National Institute of Technology Rourkela

राष्ट्रीय प्रौद्योगिकी संस्थान राउरकेला

ଜାତୀୟ ପ୍ରଯୁକ୍ତି ପ୍ରତିଷ୍ଠାନ ରାଉରକେଲା

An Institute of National Importance

Seminar Details

Seminar Title:
A Multi-Step Fuzzy C-Means Approach for Accurate Data Imputation in Healthcare
Seminar Type:
Departmental Seminar
Department:
Computer Science and Engineering
Speaker Name:
Subhashish Nayak (520cs2008)
Speaker Type:
Student
Venue:
Convention room CSE Dept.
Date and Time:
30 Oct 2024 11:00 AM
Contact:
Prof. S. Pyne, PIC, Seminars
Abstract:
In this emerging technological era, data is the new oil. For a long time, missing values in data posed a huge challenge to machine learning, data statistics, data mining and other datadriven fields. In the present context, various data imputation methods to handle missing data exist as discovering meaningful information is essential. However, the most widely used approach to handle missing values in a huge dataset is to discard those values, leading to losing crucial information. Therefore, a novel imputation method needs to handle those missing values. Soft clustering-based approaches are widely employed in many current data imputation techniques applications. This paper proposes an accurate Fuzzy C-Means (FCM) clustering and integrates it with membership values for weighted imputation. The contributions include a novel methodology for estimating missing values in healthcare datasets, retaining the dataset’s underlying distribution while maintaining vital information, proposed workflow, and handling numerical and categorical data types.

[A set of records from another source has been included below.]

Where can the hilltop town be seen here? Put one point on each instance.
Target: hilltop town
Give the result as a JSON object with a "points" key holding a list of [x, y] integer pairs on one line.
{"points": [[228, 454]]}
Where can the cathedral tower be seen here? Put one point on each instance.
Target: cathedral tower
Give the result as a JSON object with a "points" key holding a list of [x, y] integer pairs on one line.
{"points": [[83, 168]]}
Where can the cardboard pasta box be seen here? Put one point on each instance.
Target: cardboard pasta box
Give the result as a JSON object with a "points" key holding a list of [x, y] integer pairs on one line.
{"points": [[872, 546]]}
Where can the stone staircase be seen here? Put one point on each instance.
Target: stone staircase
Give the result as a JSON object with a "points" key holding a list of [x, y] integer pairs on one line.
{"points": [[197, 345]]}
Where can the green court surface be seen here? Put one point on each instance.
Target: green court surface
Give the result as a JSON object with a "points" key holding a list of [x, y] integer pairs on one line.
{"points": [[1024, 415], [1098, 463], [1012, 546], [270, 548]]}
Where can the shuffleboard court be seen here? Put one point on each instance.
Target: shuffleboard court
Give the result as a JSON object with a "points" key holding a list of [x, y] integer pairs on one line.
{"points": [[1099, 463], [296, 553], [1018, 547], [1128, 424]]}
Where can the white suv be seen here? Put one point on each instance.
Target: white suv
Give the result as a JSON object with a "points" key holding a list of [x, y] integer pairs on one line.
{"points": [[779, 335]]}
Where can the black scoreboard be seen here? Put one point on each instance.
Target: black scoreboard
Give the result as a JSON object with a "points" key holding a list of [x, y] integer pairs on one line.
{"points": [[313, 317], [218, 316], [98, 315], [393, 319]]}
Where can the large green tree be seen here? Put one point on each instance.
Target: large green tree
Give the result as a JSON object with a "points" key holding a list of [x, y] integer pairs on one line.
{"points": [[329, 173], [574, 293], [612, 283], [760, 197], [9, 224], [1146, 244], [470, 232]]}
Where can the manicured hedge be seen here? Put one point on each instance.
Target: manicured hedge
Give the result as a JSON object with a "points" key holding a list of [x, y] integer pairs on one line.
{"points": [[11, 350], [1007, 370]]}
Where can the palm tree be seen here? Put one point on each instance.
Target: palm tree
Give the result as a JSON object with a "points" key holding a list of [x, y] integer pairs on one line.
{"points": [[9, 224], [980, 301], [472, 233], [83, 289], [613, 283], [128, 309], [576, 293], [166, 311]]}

This multi-step procedure yielded more accurate results and representative information than other state-of-the-art methods: Mean imputation and Fuzzy C-means with Genetic Algorithm (FCMGA). The proposed algorithm outperforms the available methods and is presented in this work. The experimentation is carried out on two benchmark datasets to assess the efficacy of the proposed approach. The proposed method gave significantly improved MSE, NRMSE, UCE and CCD scores on Diabetes and Heart datasets.